5. The application according to claim 4, characterized in that, The reaction solvent in step (1) is reverse osmosis water; the amount of the reaction solvent added is 15 to 30% of the total amount of materials added; the amount of the solid catalyst used to prepare glycine added is 0.5 to 5% of the mass of chloroacetic acid.
6. The application according to claim 4, characterized in that, In step (2), the temperature in the reaction vessel is 40-70℃; the mass percentage concentration of ammonia is 20-25%; the chloroacetic acid solution is methanol or aqueous solution of chloroacetic acid, and the mass percentage concentration of the chloroacetic acid solution is 10-80%; the pH value of the system is controlled by the drop rate of ammonia; the chloroacetic acid solution and ammonia are added to the reaction vessel simultaneously in a bidirectional dropping manner.

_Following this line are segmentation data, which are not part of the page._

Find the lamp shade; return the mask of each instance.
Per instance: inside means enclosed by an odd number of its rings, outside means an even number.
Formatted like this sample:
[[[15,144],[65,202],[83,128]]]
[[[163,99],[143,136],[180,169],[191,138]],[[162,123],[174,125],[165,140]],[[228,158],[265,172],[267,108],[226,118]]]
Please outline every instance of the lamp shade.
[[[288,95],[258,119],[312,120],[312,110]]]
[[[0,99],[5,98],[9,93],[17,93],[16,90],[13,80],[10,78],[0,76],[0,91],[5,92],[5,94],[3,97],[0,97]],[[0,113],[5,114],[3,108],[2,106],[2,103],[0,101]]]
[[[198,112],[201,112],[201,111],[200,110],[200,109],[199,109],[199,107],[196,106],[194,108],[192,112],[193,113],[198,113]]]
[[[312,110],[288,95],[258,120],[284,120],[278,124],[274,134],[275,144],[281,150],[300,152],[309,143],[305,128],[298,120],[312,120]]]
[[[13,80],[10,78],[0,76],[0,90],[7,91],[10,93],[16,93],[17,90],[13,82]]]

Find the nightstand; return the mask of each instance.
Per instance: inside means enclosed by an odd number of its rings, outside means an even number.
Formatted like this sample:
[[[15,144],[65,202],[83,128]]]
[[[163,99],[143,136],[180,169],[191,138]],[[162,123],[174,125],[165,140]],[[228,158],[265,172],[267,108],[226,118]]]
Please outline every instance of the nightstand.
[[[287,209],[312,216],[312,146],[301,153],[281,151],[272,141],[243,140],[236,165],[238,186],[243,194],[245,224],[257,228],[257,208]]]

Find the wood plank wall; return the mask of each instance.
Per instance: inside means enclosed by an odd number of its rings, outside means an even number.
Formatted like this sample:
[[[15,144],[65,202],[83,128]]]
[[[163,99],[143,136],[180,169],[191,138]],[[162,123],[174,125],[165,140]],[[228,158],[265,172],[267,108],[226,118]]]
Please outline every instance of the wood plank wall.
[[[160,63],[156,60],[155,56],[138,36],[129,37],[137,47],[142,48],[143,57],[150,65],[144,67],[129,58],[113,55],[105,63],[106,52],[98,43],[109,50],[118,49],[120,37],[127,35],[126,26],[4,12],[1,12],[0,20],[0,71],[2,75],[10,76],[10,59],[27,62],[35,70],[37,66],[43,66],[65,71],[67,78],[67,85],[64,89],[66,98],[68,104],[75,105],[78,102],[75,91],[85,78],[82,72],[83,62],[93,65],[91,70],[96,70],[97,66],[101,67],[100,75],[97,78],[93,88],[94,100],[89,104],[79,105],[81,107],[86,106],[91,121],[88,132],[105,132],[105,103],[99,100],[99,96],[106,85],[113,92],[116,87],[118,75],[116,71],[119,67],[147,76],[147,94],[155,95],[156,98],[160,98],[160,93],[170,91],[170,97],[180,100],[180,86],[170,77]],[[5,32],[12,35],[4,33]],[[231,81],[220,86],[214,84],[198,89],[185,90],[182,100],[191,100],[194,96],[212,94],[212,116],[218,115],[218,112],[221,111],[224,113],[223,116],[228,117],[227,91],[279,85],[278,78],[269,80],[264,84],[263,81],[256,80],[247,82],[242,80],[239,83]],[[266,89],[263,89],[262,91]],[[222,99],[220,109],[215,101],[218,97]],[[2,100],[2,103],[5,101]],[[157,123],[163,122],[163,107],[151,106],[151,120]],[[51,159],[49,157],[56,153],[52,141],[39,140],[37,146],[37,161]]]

7. The application according to claim 4, characterized in that, In step (2), the temperature in the reaction vessel is 45 ~ 60℃, the mass percentage concentration of the chloroacetic acid solution is 50 ~ 75%, and the pH value of the system is controlled by the droplet flow rate of ammonia water to 7.5 ~ 9.
8. The application according to claim 4, characterized in that, In step (3), the amount of methanol used is 1 to 5 times the mass of the filtrate; the separation and purification method described in step (4) is one of the following: cryogenic method at 10℃ to -5℃, membrane separation method, or electrodialysis method.